So before I got carried away writing about leotards and tights in my last post, I wrote that my first ballet exam is the month after next.
I’ve never really thought of it as being so close. It’s always been “aaah, February next year – that’s another lifetime away”. But now I’d really better get practising.
Every week, Miss Joanne says I’m doing really well – and that I’d improve even more if I practised at home. I’ve only done this three or four times since June, so it’s time to stop fannying about and actually do it – every other day or so.
So, I’m doing the IDTA (International Dance Teachers’ Association) grade one ballet exam – and I’m doing all the girl moves and no boy moves. It’s curtsey-a-go-go.
There aren’t many transgender ballet dancers. The only ones I can think of off the top of my head are the Trockadero folks and Sophie Rebecca, who’s had all sorts written about her in the press.
She’s the first trans person to have ever taken exams with the RAD (Royal Academy of Dance). I wonder if I’m the first one to have done them with the IDTA? I really have absolutely no idea.
All I know is that the exam board has been cool about the whole thing. Miss Sarah called them up months ago, explaining she had a trans student who wanted to dance the female role – it wasn’t a problem at all, and I get to wear whatever I want (within reason) for the exam.
I think I shall keep it simple – black leotard and tights. I will be nervous enough as it is without making the process any scarier for myself by wearing a pink tutu in front of an examiner I’ve never met before.
Anyway, the lessons have been going well. I still have a lot to learn, but I’m getting there. Some exercises, such as the pliés, foot exercise, positions of the arms and preparatory grands battements I’ve all but nailed. There’s always room for improvement, but I’m nearly there.
With others, especially grand dégagés and the warm-up, I’m still struggling a bit. They’re getting better and better, but they’re not quite there yet. The YouTube video above show the same grand dégagés exercise I do – but this lady does it far better than me!
In more recent weeks, I’ve learned the allegro warm-up, which again needs a lot more practice.

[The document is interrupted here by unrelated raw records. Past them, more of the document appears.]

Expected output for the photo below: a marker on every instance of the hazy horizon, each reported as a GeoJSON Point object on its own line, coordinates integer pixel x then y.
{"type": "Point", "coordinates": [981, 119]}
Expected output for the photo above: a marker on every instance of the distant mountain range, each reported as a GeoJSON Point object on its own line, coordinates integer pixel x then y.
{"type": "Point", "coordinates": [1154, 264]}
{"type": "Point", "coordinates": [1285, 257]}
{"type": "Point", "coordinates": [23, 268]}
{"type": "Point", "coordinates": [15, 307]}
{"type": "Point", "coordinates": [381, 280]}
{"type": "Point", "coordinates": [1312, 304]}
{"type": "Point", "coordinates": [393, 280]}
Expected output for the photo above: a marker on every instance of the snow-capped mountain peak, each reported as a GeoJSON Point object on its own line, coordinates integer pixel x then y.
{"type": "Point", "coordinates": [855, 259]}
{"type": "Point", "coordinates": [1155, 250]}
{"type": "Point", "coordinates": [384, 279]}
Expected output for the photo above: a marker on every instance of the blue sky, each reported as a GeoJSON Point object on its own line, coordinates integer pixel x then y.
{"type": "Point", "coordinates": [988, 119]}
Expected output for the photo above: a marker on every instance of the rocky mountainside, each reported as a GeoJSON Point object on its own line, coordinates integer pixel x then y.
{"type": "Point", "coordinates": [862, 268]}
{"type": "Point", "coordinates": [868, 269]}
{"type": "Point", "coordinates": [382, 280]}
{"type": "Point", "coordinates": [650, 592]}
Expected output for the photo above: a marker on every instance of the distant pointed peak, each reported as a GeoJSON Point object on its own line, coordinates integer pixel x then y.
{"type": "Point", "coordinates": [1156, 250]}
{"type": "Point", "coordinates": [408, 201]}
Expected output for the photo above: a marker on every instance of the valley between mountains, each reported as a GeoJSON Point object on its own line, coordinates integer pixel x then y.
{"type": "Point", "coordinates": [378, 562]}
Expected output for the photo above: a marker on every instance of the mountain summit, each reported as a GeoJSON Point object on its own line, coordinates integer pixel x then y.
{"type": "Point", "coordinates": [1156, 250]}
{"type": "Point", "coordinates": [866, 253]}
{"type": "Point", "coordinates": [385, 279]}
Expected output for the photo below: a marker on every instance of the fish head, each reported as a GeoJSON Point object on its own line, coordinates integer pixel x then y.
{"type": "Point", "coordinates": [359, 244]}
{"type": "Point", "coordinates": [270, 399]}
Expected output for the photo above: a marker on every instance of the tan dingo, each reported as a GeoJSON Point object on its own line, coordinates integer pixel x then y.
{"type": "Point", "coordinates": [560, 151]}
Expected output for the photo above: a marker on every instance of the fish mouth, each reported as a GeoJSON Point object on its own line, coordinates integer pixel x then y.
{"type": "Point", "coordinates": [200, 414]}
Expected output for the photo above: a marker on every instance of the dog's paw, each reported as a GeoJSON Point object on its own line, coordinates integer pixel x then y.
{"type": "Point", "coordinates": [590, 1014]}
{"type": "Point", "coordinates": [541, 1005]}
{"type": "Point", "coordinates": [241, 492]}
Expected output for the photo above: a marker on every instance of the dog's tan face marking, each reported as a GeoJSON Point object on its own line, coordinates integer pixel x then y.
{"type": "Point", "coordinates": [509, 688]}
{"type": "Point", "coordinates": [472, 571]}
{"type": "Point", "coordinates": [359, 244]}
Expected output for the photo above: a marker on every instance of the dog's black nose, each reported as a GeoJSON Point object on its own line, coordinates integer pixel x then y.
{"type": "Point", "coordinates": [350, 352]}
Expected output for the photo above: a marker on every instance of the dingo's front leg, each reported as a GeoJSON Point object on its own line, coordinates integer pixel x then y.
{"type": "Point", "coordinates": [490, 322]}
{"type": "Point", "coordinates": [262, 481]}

Although the preparatory glissade seems simple enough.
But the real bane of my life has been creative improvisation – where you’re played a piece of music and expected to make up a dance on the spot.
Miss Joanne has been really encouraging, but I know my dances leave a lot to be desired, and sometimes my mind just goes blank and I can literally think of no moves at all.
Again, practise is needed, so I should start doing it instead of just saying it. I know that’s all I need to do to get better.
There are another couple of exercises to learn, plus a dance, which Miss Joanne will choreograph. I’m not so fussed about that – it’s just the improv I struggle with. Oh, and then there’s the curtsey to learn off by heart and we’re done.
I love the word curtsey. I remember as a little lad of about four, learning to bow – I forget why – while all the little girls got to curtsey.
I was insanely jealous. Even back then I knew something wasn’t right gender-wise, though I had no idea what.
Now I get to learn a real curtsey – a beautiful ballet curtsey – and I get to perform it at the end of an actual exam.
So much of my life is rubbish – the depression, the anxiety, the whole Georgie situation. But much of it is brilliant, too, and I can’t really think of anything that touches my soul like ballet does.
Miss Joanne, you’re the best teacher I could ever wish for. I hope to do you proud – and then we can look at pointe work one day. Bring it on!